Experimental knee simulators for component evaluation or in vitro testing provide valuable insight into the mechanics of the implanted joint. The Kansas knee simulator (KKS) is an electro-hydraulic whole joint knee simulator, with five actuators at the hip, ankle and quadriceps muscle used to simulate a variety of dynamic activities in cadaveric specimens. However, the number and type of experimental tests which can feasibly be performed is limited by the need to make physical component parts, obtain cadaveric specimens and the substantial time required to carry out each test. Computational simulations provide a complementary toolset to experimental testing; experimental data can be used to validate the computational model which can subsequently be used for early evaluation and ranking of component designs. The objective of this study was to explore potential improvements to loading and boundary conditions in current computational/experimental models, specifically the KKS, in order to develop representations of several activities of daily living (ADLs) which reproduce in vivo knee joint loading measurements.

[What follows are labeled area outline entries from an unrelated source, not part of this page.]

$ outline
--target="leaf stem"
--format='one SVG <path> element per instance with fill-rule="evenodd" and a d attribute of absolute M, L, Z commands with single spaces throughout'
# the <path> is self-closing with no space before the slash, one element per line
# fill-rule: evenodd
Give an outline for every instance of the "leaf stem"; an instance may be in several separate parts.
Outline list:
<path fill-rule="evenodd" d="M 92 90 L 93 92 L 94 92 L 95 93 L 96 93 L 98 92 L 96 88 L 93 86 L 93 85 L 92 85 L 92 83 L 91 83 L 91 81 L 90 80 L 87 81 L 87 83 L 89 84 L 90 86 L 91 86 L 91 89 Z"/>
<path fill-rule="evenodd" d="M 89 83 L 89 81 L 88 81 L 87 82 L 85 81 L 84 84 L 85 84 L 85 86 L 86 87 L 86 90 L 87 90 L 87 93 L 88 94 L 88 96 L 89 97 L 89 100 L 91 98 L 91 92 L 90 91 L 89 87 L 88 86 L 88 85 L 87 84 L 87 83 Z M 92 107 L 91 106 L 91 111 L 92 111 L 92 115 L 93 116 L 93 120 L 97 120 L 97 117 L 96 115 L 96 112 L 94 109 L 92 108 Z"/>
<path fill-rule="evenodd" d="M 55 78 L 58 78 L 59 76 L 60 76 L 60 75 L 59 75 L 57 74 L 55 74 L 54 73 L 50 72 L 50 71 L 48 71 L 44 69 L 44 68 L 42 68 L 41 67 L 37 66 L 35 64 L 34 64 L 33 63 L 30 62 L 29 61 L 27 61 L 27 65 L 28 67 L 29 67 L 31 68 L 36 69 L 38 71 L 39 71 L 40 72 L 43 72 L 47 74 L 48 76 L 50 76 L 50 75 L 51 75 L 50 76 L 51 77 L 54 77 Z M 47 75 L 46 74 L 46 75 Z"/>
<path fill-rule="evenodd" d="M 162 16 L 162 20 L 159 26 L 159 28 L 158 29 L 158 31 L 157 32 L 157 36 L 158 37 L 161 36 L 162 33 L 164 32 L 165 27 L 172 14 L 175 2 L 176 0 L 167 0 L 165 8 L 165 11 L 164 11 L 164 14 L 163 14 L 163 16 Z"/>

An existing finite element model of the KKS was modified to extend the capability, and improve the fidelity, of the computational model beyond the experimental setup. An actuator to allow anterior-posterior (A-P) motion of the hip was included and used to prescribe relative hip-ankle A-P kinematics during the simulations. The quadriceps muscle, which in the experimental simulator consisted of a single quadriceps bundle with a point-to-point line of action, was divided into four heads of the quadriceps with physiological muscle paths. The hamstrings muscle, which was not present in the experiment, was represented by point-to-point actuators in four bundles. A flexible control system was developed which allowed control of the quadriceps and hamstrings actuators to match a knee flexion profile, similar to actuation of the experimental KKS, but also allowed control of the compressive tibiofemoral (TF) joint force, medial-lateral (M-L) load distribution, internal-external (I-E) torque and A-P load at the joint. A series of sensors, measuring all six load components on the medial and lateral compartments of the tibial insert, as well as knee flexion angle, were incorporated into the simulation. Instantaneous measurements from the sensors were fed to a control system, implemented within an Abaqus/Explicit user subroutine (Figure 1). The controller was used to drive actuators in the FE model to match target in vivo joint loading profiles, measured from telemetric patient data. The control system was applied to recreate in vivo loading conditions at the knee joint during three ADLs for three different subjects (Figure 2), with excellent agreement between simulation joint loading conditions and the target profiles; RMS differences were less than 1°, 80N, 2.5%, and 0.8Nm for knee flexion angle, compressive joint load, M-L load split and I-E torque, respectively, throughout the cycle for all three activities (Figure 3). The flexible nature of the control system ensures that it can be used to evaluate an expansive variety of ‘effect of’ studies, as well as to determine advanced loading profiles for the experimental simulator.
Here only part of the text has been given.